Dès lors, le «levier numérique» court le risque du flop. «Les pouvoirs publics cèdent un peu trop souvent au solutionnisme technologique, sur le mode « Un problème ? Un outil numérique ! » Le tout au doigt mouillé, sans analyser les besoins exacts des publics cibles. Or objectiver la fragilité numérique est un préalable», avertit Caroline Span, de la MedNum. Le piège ? «Développer une app est dans l’air du temps et coûte souvent moins cher que mobiliser du personnel supplémentaire.» «Le numérique n’est pas une solution miracle, tempère aussi Jérôme Saddier, du Crédit coopératif. Prenez par exemple la culture ou l’éducation populaire, le numérique ne leur a été d’aucun secours face à la crise. Il ne remplacera jamais la véritable interaction humaine.»
Une solidarité 100 % numérique, désincarnée et technologisée, serait un recul, notent à l’unisson les acteurs du secteur. «70 % des Français préfèrent encore le téléphone à Internet quand ils ont un problème complexe», rappelle la MedNum, qui pointe l’échec des bots informatiques, ces intelligences artificielles d’aide en ligne souvent dédaignées par les internautes.
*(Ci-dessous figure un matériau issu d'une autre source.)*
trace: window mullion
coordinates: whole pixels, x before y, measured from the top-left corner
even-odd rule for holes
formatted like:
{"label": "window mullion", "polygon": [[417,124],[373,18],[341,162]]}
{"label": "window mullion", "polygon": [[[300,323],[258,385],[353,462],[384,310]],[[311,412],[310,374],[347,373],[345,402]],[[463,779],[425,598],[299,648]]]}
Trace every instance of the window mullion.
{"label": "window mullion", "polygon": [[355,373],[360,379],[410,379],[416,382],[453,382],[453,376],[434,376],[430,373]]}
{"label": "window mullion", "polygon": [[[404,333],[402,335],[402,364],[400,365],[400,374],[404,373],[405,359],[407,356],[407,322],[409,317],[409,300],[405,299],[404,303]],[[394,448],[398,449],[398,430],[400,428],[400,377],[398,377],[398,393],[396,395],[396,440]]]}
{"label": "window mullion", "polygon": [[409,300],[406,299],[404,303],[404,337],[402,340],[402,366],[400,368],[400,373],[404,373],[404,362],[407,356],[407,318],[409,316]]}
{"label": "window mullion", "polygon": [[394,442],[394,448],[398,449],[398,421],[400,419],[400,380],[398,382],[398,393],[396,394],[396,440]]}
Passage obligé, donc : résorber la fracture, et humaniser les dispositifs. Premier outil, la médiation numérique. «Elle est à la croisée du care [concept fondé sur l’attention à l’autre et aux plus vulnérables, ndlr] et de la tech, décrypte Emma Ghariani (MedNum). Le premier niveau d’accompagnement consiste à lever les blocages et donner confiance.» En 2020, la coopérative du numérique a ainsi créé «Solidarité numérique», centre de ressources et d’appels, et mobilisé quelque 2 000 médiateurs numériques bénévoles pour accompagner les citoyens ballottés par la soudaine vague de dématérialisation. Pour naviguer sur le site de Pôle emploi, demander son RSA en ligne, se connecter à sa banque ou communiquer avec ses proches, 20 000 personnes ont bénéficié du service. Autre dispositif en développement, les maraudes numériques. En milieu rural ou auprès des urbains précarisés, elles permettent de rendre l’outil maniable à ceux qui en sont le plus éloignés.